We'll never have that recipe again.
Sanctuary

The conventional wisdom has it that Webb is "more conservative" than Clinton, but that isn't exactly right; his politics don't really fit on the conventional left-right spectrum. In another year, pundits might have looked at his opposition to the Iraq and Libya wars, his early support for criminal justice reform, and his invective against plutocrats, and declared him a challenger from the left. That wouldn't have been any more accurate than the Webb-is-a-conservative narrative, but it wouldn't have been less accurate either. Earlier in this campaign cycle, struggling to find the right phrase for Webb's ideological mix, I called him a "left-wing paleoconservative"; while this did not, strictly speaking, make sense, it did have the advantage of indicating just how inadequate the traditional political labels can be.

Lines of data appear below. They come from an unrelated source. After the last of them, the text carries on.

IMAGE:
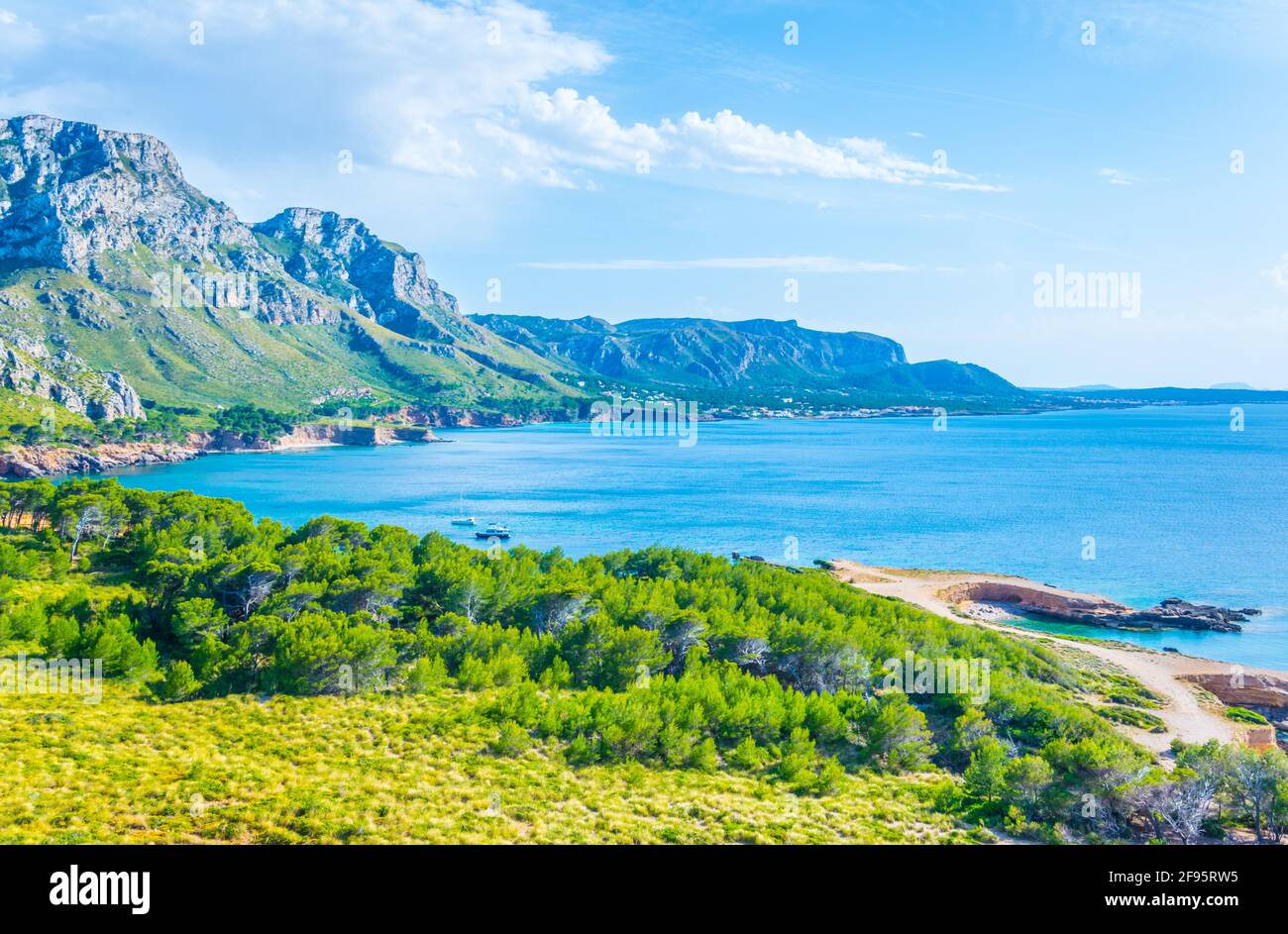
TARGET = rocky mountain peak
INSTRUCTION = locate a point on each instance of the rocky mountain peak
(72, 191)
(343, 258)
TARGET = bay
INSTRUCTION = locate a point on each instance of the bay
(1176, 502)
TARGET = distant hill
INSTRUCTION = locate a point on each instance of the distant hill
(124, 287)
(120, 279)
(759, 355)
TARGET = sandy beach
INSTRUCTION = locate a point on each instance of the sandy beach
(1192, 714)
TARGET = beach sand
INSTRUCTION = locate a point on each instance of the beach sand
(1192, 714)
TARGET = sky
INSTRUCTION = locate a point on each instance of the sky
(921, 170)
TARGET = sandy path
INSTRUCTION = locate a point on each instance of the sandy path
(1185, 715)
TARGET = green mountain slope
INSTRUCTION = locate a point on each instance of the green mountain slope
(124, 287)
(755, 356)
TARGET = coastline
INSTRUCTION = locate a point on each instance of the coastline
(33, 462)
(1194, 712)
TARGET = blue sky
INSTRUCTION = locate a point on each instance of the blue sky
(911, 165)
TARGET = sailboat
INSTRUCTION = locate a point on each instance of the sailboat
(462, 518)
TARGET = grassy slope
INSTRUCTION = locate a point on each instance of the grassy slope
(387, 770)
(210, 357)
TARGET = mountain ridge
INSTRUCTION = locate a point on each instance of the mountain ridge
(125, 289)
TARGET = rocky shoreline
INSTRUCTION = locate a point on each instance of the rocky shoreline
(42, 460)
(1099, 611)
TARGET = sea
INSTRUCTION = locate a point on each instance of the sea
(1134, 504)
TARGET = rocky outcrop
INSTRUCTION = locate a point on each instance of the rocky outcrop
(343, 258)
(27, 367)
(52, 462)
(1098, 611)
(1262, 693)
(72, 193)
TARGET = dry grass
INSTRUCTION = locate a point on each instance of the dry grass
(389, 770)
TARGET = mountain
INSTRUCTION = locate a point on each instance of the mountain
(124, 289)
(769, 356)
(114, 264)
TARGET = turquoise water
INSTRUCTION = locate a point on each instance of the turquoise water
(1179, 504)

Webb's combination of views—a supporter of both gun rights and abortion rights, skeptical of military intervention but not a full-fledged dove, an economic populist who also dislikes the IRS—isn't especially unusual in the country at large, but there's enough dealkillers there to keep him from being the standard-bearer of either major party in its present incarnation. And while he may be thinking about running as an independent, it's hard to imagine him catching fire that way this year either: A serious independent presidential campaign requires a lot of money and energy, and Webb hasn't really been rolling in either.

I've got plenty of disagreements with Webb—the man has defended conscription, for heaven's sake—but he was easily the most interesting candidate on the Democratic end of the field this year. And now he may be gone. That's 2015 for you: a year when the "interesting outsider" niche has been seized by a self-infatuated real-estate tycoon.